Murat was informed that the way had been cleared. The French entered
the gates and began pitching their camp in the Senate Square. Out of
the windows of the Senate House the soldiers threw chairs into the
Square for fuel and kindled fires there.
Other detachments passed through the Kremlin and encamped along
the Moroseyka, the Lubyanka, and Pokrovka Streets. Others quartered
themselves along the Vozdvizhenka, the Nikolski, and the Tverskoy
Streets. No masters of the houses being found anywhere, the French
were not billeted on the inhabitants as is usual in towns but lived in
it as in a camp.
Though tattered, hungry, worn out, and reduced to a third of their
original number, the French entered Moscow in good marching order.
It was a weary and famished, but still a fighting and menacing army.
But it remained an army only until its soldiers had dispersed into
their different lodgings. As soon as the men of the various
regiments began to disperse among the wealthy and deserted houses, the
army was lost forever and there came into being something nondescript,
neither citizens nor soldiers but what are known as marauders. When
five weeks later these same men left Moscow, they no longer formed
an army. They were a mob of marauders, each carrying a quantity of
articles which seemed to him valuable or useful. The aim of each man
when he left Moscow was no longer, as it had been, to conquer, but
merely to keep what he had acquired. Like a monkey which puts its
paw into the narrow neck of a jug, and having seized a handful of nuts
will not open its fist for fear of losing what it holds, and therefore
perishes, the French when they left Moscow had inevitably to perish
because they carried their loot with them, yet to abandon what they
had stolen was as impossible for them as it is for the monkey to
open its paw and let go of its nuts. Ten minutes after each regiment
had entered a Moscow district, not a soldier or officer was left.

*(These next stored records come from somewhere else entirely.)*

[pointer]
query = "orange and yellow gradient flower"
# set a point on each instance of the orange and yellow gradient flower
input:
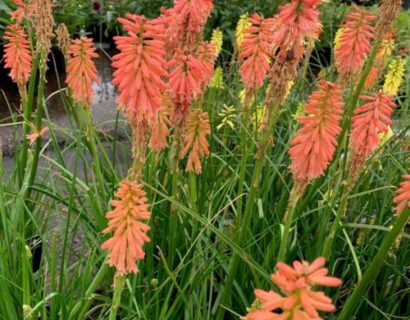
(129, 232)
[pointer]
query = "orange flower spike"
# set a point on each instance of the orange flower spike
(206, 55)
(354, 41)
(296, 23)
(126, 244)
(371, 119)
(299, 301)
(81, 70)
(188, 21)
(17, 54)
(254, 51)
(315, 142)
(195, 143)
(140, 67)
(402, 198)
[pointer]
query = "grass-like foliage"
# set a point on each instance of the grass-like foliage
(230, 184)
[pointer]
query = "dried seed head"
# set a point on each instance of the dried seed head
(196, 131)
(43, 22)
(387, 12)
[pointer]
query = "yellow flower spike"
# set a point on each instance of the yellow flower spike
(336, 41)
(258, 114)
(291, 83)
(227, 115)
(242, 25)
(299, 111)
(217, 40)
(217, 80)
(386, 49)
(385, 136)
(394, 75)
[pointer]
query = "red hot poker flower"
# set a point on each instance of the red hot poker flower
(206, 55)
(188, 20)
(126, 244)
(315, 142)
(17, 54)
(371, 119)
(299, 300)
(354, 42)
(297, 22)
(81, 70)
(255, 51)
(140, 67)
(402, 198)
(196, 130)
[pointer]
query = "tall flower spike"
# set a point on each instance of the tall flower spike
(354, 41)
(382, 56)
(44, 22)
(254, 51)
(298, 300)
(243, 24)
(195, 143)
(394, 76)
(387, 12)
(296, 27)
(17, 54)
(207, 56)
(140, 67)
(126, 244)
(189, 18)
(315, 142)
(217, 41)
(81, 70)
(402, 198)
(371, 119)
(297, 22)
(185, 81)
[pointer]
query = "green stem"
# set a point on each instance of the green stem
(173, 219)
(84, 304)
(116, 300)
(353, 302)
(27, 112)
(244, 223)
(244, 161)
(295, 195)
(38, 124)
(336, 224)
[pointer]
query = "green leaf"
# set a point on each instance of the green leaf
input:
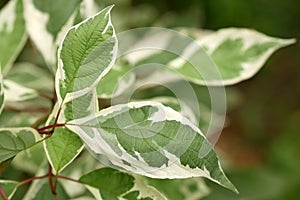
(30, 160)
(121, 185)
(1, 93)
(15, 92)
(9, 187)
(62, 148)
(117, 80)
(177, 189)
(86, 54)
(48, 21)
(238, 54)
(42, 191)
(22, 73)
(147, 138)
(64, 145)
(12, 33)
(14, 140)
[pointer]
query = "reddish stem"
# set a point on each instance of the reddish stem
(50, 176)
(69, 179)
(31, 179)
(3, 195)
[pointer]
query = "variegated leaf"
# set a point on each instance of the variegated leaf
(224, 57)
(47, 21)
(15, 92)
(14, 140)
(178, 189)
(121, 185)
(86, 54)
(237, 52)
(64, 145)
(9, 187)
(1, 93)
(40, 80)
(150, 139)
(12, 33)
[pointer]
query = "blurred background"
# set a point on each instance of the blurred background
(261, 144)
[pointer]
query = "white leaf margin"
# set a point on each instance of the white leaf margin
(60, 74)
(250, 37)
(175, 170)
(36, 22)
(9, 19)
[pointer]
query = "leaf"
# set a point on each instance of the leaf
(9, 187)
(64, 145)
(1, 93)
(42, 191)
(30, 160)
(177, 189)
(40, 80)
(15, 92)
(47, 21)
(12, 33)
(14, 140)
(86, 54)
(62, 148)
(238, 54)
(121, 185)
(150, 139)
(116, 81)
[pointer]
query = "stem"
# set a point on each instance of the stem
(69, 179)
(50, 176)
(31, 179)
(3, 195)
(52, 126)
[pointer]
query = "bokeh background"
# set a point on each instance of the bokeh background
(260, 146)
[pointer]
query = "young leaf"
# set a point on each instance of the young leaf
(1, 93)
(9, 187)
(47, 21)
(121, 185)
(238, 54)
(12, 33)
(14, 140)
(85, 55)
(150, 139)
(15, 92)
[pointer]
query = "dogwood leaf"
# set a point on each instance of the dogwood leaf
(14, 140)
(12, 33)
(85, 55)
(149, 139)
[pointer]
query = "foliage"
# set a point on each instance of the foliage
(143, 144)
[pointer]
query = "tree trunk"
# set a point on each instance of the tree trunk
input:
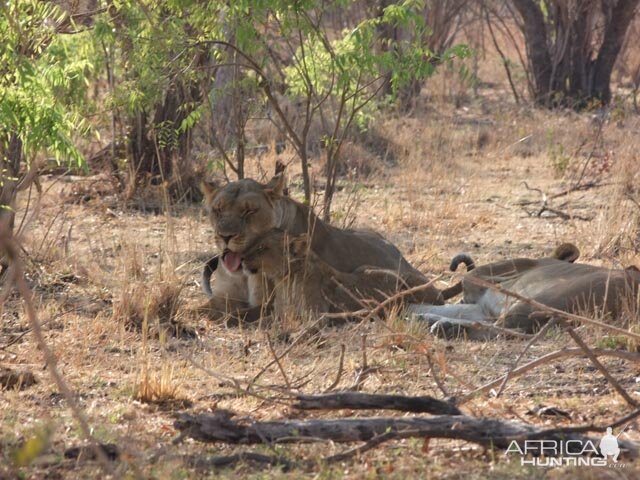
(535, 34)
(569, 69)
(10, 160)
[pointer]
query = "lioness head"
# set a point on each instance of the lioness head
(241, 212)
(275, 254)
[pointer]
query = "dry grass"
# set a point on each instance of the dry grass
(107, 280)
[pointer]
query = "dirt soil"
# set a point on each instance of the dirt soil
(105, 273)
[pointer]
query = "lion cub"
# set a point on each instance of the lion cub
(299, 279)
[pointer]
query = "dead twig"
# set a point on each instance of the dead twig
(400, 295)
(614, 383)
(436, 377)
(336, 382)
(488, 432)
(277, 360)
(9, 245)
(529, 344)
(552, 311)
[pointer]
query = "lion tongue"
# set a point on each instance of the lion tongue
(232, 261)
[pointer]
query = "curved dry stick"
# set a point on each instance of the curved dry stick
(587, 351)
(565, 352)
(8, 244)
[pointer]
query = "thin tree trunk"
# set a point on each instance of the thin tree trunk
(535, 32)
(621, 17)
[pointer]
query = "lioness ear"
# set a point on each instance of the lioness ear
(209, 189)
(299, 245)
(276, 185)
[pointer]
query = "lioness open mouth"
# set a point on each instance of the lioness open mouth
(232, 260)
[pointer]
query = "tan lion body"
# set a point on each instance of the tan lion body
(303, 281)
(243, 211)
(570, 287)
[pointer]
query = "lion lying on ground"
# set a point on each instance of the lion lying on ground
(303, 282)
(242, 212)
(555, 282)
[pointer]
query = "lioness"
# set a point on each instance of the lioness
(303, 281)
(555, 282)
(243, 211)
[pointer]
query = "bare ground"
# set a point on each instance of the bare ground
(97, 266)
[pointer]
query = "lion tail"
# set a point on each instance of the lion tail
(456, 289)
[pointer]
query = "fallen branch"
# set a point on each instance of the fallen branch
(565, 352)
(363, 401)
(488, 432)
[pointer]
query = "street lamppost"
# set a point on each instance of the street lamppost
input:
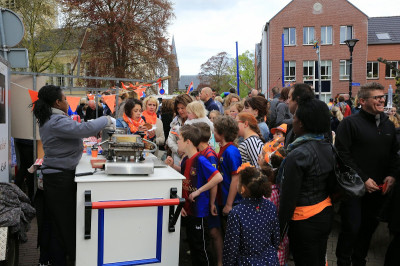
(351, 43)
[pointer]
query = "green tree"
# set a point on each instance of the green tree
(128, 37)
(40, 20)
(396, 93)
(215, 72)
(246, 72)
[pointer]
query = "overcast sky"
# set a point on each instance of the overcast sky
(203, 28)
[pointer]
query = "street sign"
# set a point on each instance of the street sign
(13, 28)
(18, 57)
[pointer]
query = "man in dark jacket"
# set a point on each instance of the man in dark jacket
(91, 111)
(206, 97)
(366, 142)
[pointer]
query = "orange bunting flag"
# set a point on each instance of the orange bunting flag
(73, 102)
(243, 166)
(159, 83)
(34, 96)
(131, 86)
(140, 91)
(123, 86)
(110, 101)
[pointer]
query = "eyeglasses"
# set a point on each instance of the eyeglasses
(378, 97)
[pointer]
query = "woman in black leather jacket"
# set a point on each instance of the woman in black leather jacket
(305, 206)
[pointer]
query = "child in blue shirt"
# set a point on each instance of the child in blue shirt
(214, 222)
(225, 131)
(252, 234)
(201, 176)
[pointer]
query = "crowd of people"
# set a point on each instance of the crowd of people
(259, 174)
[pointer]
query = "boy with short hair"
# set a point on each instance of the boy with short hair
(214, 222)
(201, 176)
(277, 142)
(226, 131)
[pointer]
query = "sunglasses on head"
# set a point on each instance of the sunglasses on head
(378, 97)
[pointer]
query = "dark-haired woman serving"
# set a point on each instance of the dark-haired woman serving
(252, 234)
(62, 143)
(305, 207)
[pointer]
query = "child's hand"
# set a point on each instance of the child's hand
(193, 195)
(169, 161)
(151, 134)
(281, 139)
(183, 213)
(226, 210)
(213, 210)
(142, 128)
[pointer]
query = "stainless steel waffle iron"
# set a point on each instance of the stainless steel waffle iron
(125, 154)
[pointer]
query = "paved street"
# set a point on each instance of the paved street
(29, 254)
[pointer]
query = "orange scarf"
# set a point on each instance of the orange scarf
(150, 118)
(133, 125)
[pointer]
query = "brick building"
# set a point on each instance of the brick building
(330, 22)
(173, 69)
(384, 42)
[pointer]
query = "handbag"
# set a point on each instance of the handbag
(348, 180)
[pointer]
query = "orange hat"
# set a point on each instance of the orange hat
(282, 128)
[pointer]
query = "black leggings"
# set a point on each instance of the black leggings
(308, 238)
(60, 210)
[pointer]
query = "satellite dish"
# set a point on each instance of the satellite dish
(13, 28)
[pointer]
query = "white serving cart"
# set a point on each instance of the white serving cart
(128, 220)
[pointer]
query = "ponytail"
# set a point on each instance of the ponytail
(252, 122)
(42, 106)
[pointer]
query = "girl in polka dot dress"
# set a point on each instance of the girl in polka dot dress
(252, 234)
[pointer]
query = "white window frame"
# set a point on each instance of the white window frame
(392, 72)
(327, 65)
(308, 64)
(289, 65)
(345, 64)
(324, 32)
(307, 31)
(372, 67)
(289, 37)
(346, 33)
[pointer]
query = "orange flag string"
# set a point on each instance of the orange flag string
(159, 83)
(34, 96)
(140, 91)
(123, 86)
(110, 101)
(73, 102)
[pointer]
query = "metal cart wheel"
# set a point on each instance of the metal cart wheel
(12, 255)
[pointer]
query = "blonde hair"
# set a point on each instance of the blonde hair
(337, 113)
(197, 108)
(239, 106)
(150, 98)
(218, 98)
(228, 99)
(217, 113)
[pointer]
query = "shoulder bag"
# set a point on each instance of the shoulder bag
(348, 180)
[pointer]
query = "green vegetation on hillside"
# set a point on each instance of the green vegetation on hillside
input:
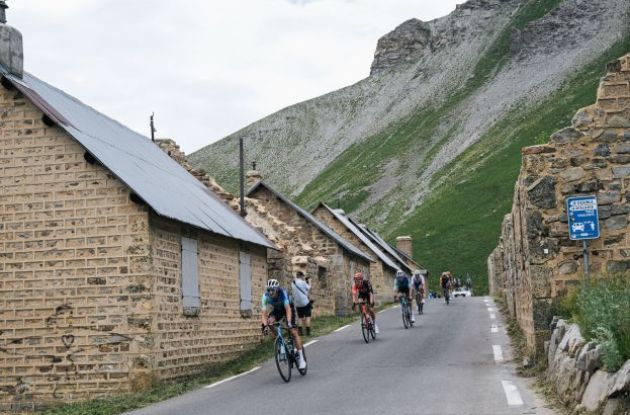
(457, 227)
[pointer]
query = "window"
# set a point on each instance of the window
(190, 277)
(245, 283)
(321, 277)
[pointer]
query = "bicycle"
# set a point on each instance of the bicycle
(367, 324)
(285, 354)
(405, 308)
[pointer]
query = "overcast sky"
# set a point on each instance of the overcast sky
(205, 67)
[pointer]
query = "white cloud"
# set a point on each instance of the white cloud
(207, 68)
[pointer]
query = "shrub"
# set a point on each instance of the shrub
(603, 314)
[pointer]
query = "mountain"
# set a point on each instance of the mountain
(429, 143)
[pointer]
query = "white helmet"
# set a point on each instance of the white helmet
(272, 283)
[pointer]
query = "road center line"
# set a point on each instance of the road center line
(511, 393)
(498, 353)
(231, 378)
(342, 328)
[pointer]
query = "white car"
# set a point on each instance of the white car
(462, 292)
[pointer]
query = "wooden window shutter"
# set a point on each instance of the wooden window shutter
(245, 283)
(190, 277)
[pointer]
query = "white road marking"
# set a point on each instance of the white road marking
(342, 328)
(498, 353)
(511, 393)
(232, 378)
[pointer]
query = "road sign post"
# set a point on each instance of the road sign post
(583, 222)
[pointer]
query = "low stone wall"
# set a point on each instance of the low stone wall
(575, 370)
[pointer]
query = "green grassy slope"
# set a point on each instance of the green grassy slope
(459, 225)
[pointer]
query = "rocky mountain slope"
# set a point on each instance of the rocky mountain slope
(428, 144)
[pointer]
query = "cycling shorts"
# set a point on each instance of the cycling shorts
(280, 313)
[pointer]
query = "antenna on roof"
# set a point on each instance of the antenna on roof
(153, 130)
(3, 15)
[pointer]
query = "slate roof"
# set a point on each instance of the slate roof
(140, 164)
(341, 217)
(347, 246)
(376, 238)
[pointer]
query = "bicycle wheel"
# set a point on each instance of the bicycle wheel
(365, 329)
(283, 360)
(303, 371)
(372, 330)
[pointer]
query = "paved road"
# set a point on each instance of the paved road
(446, 364)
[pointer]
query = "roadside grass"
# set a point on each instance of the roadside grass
(161, 391)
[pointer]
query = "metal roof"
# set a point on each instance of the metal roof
(376, 238)
(341, 217)
(316, 222)
(140, 164)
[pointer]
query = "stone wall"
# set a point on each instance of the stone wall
(73, 256)
(184, 344)
(576, 372)
(313, 243)
(296, 250)
(536, 261)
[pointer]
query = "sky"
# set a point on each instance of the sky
(206, 68)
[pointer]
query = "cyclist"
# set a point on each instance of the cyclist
(418, 284)
(362, 289)
(446, 281)
(281, 306)
(402, 285)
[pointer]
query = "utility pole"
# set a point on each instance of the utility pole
(241, 151)
(153, 130)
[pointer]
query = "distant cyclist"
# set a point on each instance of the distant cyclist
(418, 284)
(277, 299)
(362, 290)
(446, 282)
(402, 286)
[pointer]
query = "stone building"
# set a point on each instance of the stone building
(536, 262)
(382, 270)
(323, 254)
(295, 248)
(117, 267)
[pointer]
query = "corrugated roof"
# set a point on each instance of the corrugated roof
(160, 181)
(316, 222)
(376, 238)
(341, 217)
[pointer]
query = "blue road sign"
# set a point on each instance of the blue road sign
(583, 217)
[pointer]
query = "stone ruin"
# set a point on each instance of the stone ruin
(535, 262)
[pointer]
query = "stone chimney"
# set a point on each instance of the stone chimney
(252, 177)
(405, 244)
(11, 53)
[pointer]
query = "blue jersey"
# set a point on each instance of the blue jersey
(282, 300)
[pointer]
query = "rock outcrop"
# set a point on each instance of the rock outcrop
(576, 372)
(536, 261)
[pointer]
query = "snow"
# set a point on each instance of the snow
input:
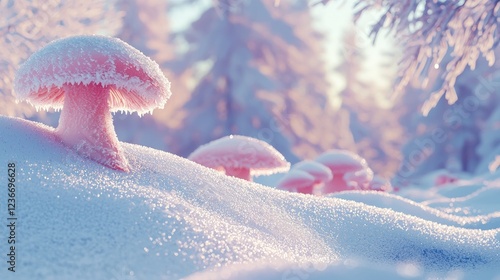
(137, 83)
(170, 218)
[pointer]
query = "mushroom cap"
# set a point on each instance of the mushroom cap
(136, 82)
(316, 169)
(237, 151)
(342, 161)
(296, 179)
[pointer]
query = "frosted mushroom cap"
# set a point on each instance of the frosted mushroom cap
(136, 82)
(317, 170)
(296, 179)
(237, 151)
(342, 161)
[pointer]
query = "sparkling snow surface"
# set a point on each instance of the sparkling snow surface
(171, 218)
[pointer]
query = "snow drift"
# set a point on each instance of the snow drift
(170, 218)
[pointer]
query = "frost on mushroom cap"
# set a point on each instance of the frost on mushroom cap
(317, 170)
(237, 151)
(296, 179)
(342, 161)
(136, 82)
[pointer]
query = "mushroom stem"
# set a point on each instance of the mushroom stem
(242, 173)
(86, 125)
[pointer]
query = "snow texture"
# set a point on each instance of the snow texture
(236, 151)
(136, 82)
(170, 218)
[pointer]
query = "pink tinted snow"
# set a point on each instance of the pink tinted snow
(320, 172)
(89, 77)
(341, 163)
(241, 157)
(297, 181)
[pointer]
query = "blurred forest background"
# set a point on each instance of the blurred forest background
(296, 74)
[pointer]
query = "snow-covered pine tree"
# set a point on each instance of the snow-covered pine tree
(261, 78)
(428, 30)
(449, 136)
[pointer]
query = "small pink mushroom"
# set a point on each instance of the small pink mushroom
(297, 181)
(241, 157)
(88, 77)
(380, 184)
(342, 162)
(321, 173)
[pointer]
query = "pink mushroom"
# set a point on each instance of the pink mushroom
(321, 173)
(380, 184)
(444, 179)
(297, 181)
(342, 162)
(89, 77)
(241, 157)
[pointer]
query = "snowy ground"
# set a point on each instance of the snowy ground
(171, 218)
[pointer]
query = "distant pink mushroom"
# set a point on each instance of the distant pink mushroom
(297, 181)
(380, 184)
(241, 157)
(342, 162)
(88, 77)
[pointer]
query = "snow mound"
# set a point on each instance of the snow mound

Men in military uniforms and Hessian boots could be seen through the
windows, laughing and walking through the rooms. In cellars and
storerooms similar men were busy among the provisions, and in the
yards unlocking or breaking open coach house and stable doors,
lighting fires in kitchens and kneading and baking bread with
rolled-up sleeves, and cooking; or frightening, amusing, or
caressing women and children. There were many such men both in the
shops and houses- but there was no army.